The scheme is relatively simple. But the scammers still put serious effort into ensuring that their apps actually work, so customers will keep using them for as long as the fraudulently obtained certificates remain valid. When Pokémon Go was first released and limited to functioning in certain geographic areas, Trend Micro notes that Haima had a version of its fake app that spoofed location data to get around the legitimate app’s restrictions, allowing people who had unknowingly downloaded the scam version to continue using it from anywhere. As Pokémon Go eased these restrictions, Haima updated the app accordingly.

Who’s Affected?

If you’re sure that you always download your apps from the Apple AppStore or Google Play Store your apps are secure. On the rare occasion that a malicious app actually gets approved and is available for download from these legitimate app stores, Apple and Google are generally swift about removing it, revoking its certificate and notifying customers. If you don’t pay attention to where you get your apps or you’re prone to clicking on random links without considering their origin you could be at increased risk. The best way to protect yourself against downloading fake apps loaded with adware is to navigate to authentic app stores and search for the app you want within them, instead of using an outside search engine or social media.

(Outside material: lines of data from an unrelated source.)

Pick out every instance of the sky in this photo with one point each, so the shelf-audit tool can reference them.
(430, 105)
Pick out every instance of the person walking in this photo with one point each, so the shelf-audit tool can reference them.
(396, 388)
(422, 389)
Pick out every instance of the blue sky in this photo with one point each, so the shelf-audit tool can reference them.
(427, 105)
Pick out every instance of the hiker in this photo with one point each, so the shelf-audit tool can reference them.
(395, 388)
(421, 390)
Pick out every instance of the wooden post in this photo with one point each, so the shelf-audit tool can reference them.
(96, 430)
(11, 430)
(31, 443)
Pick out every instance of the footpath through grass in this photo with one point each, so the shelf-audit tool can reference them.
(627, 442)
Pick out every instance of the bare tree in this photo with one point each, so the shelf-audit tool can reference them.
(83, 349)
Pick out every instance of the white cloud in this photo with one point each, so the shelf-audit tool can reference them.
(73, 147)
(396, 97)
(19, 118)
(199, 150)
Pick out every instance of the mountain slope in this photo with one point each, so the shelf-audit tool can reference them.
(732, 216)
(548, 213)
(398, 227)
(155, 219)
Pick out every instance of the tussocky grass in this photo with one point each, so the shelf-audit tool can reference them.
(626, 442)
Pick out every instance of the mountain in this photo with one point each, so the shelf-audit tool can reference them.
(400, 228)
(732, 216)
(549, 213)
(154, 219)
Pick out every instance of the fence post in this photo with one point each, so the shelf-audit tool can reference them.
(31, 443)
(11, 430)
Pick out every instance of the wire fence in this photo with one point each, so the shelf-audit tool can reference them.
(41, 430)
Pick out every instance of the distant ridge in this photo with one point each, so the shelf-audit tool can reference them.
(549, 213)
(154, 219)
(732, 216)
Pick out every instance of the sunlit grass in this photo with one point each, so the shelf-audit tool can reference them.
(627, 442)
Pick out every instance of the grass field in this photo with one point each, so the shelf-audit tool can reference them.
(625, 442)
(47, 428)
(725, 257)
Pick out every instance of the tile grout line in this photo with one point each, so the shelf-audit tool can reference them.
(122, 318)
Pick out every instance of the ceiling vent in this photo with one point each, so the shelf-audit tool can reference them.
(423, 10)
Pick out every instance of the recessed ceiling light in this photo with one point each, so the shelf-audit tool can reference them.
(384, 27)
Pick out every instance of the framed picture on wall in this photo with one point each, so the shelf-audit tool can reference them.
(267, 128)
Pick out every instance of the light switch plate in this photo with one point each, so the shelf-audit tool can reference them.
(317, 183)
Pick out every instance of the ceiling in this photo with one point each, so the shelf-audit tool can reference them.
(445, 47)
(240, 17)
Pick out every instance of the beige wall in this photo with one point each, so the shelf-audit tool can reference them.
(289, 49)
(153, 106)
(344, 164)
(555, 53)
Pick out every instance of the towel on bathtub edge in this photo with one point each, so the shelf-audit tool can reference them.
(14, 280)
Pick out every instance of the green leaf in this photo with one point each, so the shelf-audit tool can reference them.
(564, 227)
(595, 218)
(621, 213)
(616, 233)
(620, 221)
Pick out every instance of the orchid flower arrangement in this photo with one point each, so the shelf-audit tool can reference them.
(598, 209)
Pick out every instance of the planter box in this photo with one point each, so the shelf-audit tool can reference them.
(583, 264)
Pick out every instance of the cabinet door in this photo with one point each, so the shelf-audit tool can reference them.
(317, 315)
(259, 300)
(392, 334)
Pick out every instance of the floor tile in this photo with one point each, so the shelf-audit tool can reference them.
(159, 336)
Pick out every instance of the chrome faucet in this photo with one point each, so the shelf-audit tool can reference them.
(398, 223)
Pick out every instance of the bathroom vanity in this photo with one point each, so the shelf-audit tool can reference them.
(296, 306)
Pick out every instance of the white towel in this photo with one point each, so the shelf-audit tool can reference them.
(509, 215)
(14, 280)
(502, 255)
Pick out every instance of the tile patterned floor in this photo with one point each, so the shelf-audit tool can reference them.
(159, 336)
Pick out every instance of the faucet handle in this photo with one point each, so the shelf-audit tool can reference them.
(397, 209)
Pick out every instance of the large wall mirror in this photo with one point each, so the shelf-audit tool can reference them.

Fake apps can put your phone’s data and even its hardware like its GPS or its microphone in the hands of bad actors. Christopher Budd, a global threat communications manager at Trend Micro notes that the latest research focused on adware, but scam apps downloaded from unaffiliated app stores put users at risk of being exposed to all sorts of malware. “The biggest thing is the importance of going only to the official app stores,” Budd says. “The mobile malware problem that we’ve seen is almost exclusively a problem with third-party locations.”

How Serious is This?

While repackaged, scammy apps are an old problem, Trend Micro’s research is a reminder that they remain pervasive, and reach Apple devices, too. “As far as iOS this is a fairly unusual and new thing,” Budd says, noting that the sheer number of the downloads—reaching tens of millions—is unprecedented for fake iOS apps. “It’s all about scale,” he says. The research didn’t reveal any evidence that scammers are using truly malicious malware that steals data or other cybercriminal behavior—at least for now. But Trend Micro notes that developers should still take steps to make their apps more difficult to hijack, like obfuscating code so it’s harder for bad actors to access.

The crucial takeaway for consumers, though, is simpler: Use official app stores exclusively for finding and downloading apps. When it comes to mysterious software from untrusted Chinese purveyors, “gotta catch’ em all” is an ill-advised strategy.